Golden Dragonfly and the Step

“they travelled a long”—Maria Stepanova

Color arrives when my eyes turn inward from winter’s wake, the sky turning its white hue’d whale skin, inside out
When in the morning comes the sputtering of tongues flapping,
as I settle between your legs, honey'd from sleep and finger dream,
each of our breasts small coins of copper dusted by the myrrh
that comes swept up from the corner by the occuli of night
all of which allows to settle our over-long bones upon the reedy pond of this life,
take what it may and recumbent:
shorn of weight, stiff of loss spurting toward larvae we could not have imagined
rutted in the muck of this beauty, both black and talcum and amber tickt.

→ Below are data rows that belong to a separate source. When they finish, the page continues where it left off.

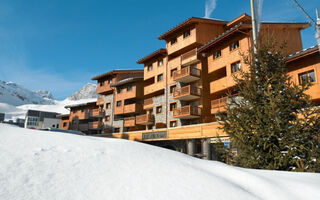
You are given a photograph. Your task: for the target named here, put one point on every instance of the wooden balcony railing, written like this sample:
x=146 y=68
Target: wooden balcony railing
x=100 y=101
x=189 y=57
x=145 y=119
x=148 y=104
x=187 y=74
x=129 y=121
x=187 y=112
x=96 y=113
x=188 y=92
x=95 y=125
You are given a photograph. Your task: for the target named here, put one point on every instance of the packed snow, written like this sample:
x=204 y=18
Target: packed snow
x=48 y=165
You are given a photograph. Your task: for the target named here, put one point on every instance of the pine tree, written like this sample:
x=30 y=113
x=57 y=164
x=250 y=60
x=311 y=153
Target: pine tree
x=272 y=122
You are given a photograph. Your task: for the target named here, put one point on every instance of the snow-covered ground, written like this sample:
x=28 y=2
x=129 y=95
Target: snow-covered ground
x=48 y=165
x=13 y=112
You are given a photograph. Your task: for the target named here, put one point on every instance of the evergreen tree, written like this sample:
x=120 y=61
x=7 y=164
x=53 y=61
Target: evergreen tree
x=272 y=122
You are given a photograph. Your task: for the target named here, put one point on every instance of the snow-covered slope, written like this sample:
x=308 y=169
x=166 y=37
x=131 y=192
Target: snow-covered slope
x=14 y=94
x=48 y=165
x=86 y=92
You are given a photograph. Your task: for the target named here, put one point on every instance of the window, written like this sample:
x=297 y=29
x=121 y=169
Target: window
x=160 y=62
x=234 y=45
x=173 y=71
x=307 y=76
x=173 y=106
x=235 y=67
x=186 y=34
x=160 y=77
x=173 y=88
x=217 y=54
x=173 y=123
x=158 y=109
x=173 y=41
x=108 y=105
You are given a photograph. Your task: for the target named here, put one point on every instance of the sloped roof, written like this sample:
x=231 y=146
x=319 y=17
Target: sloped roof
x=152 y=55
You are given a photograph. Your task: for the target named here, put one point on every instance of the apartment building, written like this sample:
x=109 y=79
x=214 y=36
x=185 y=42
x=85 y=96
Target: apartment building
x=121 y=94
x=85 y=117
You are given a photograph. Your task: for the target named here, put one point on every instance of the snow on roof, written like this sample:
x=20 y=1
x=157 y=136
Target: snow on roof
x=52 y=165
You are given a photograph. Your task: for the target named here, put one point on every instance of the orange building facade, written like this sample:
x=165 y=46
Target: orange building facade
x=175 y=101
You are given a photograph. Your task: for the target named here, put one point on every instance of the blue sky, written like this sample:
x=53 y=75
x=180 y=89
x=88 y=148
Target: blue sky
x=58 y=45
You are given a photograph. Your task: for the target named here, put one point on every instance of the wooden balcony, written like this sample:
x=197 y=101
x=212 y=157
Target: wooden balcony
x=104 y=89
x=218 y=105
x=82 y=127
x=96 y=113
x=95 y=125
x=129 y=121
x=148 y=104
x=189 y=58
x=187 y=74
x=187 y=93
x=145 y=119
x=100 y=101
x=187 y=112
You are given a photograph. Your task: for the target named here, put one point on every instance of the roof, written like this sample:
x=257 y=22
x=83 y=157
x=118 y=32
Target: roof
x=81 y=104
x=220 y=37
x=190 y=21
x=118 y=71
x=152 y=55
x=127 y=80
x=304 y=52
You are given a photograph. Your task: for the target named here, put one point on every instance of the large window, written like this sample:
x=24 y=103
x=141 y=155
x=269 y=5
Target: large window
x=307 y=76
x=32 y=121
x=234 y=45
x=235 y=66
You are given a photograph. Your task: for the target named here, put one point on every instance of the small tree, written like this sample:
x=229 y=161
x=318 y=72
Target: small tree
x=273 y=123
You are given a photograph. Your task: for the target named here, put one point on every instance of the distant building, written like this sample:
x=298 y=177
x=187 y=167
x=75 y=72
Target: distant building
x=2 y=117
x=40 y=119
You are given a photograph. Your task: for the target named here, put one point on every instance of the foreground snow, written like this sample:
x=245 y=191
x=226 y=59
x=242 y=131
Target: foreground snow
x=47 y=165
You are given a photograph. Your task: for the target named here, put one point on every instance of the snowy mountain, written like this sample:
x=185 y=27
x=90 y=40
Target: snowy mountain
x=51 y=165
x=14 y=94
x=88 y=91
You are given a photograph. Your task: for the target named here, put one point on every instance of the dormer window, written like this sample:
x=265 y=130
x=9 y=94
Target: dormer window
x=217 y=54
x=174 y=40
x=234 y=45
x=186 y=34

The theatre of lines, a pavilion of shadows

The afternoon spirals upward, your pelvis pushing against hope
that soft undercurrent diagraming beneath a surface which hovers:
from some long-sorrowful echo when comes a landscape of nourishment,
groins and breast and beacon all lit up
the beads of skeleton'd sounds like rusted cans scattering, aplum.

So we too, gathered, are at run, coke bottles for legs
Orion's buckle cackling.
Will it as the earth breaks its spiral spun thin as flax,
the weight of your heart in her palm,
in need of some quiet against all the raging inside and out...

To shift through hickory and honey-comb'd light...
To unseat a wobbly head and regain the recumbent, flickering heart

If I were to live but a day,
this is the world over which I would copter.
So much to pick through from the shoreline and the noticing,
even if the wings grown soft from the pushing,
even if the breath grows hard from the tugging.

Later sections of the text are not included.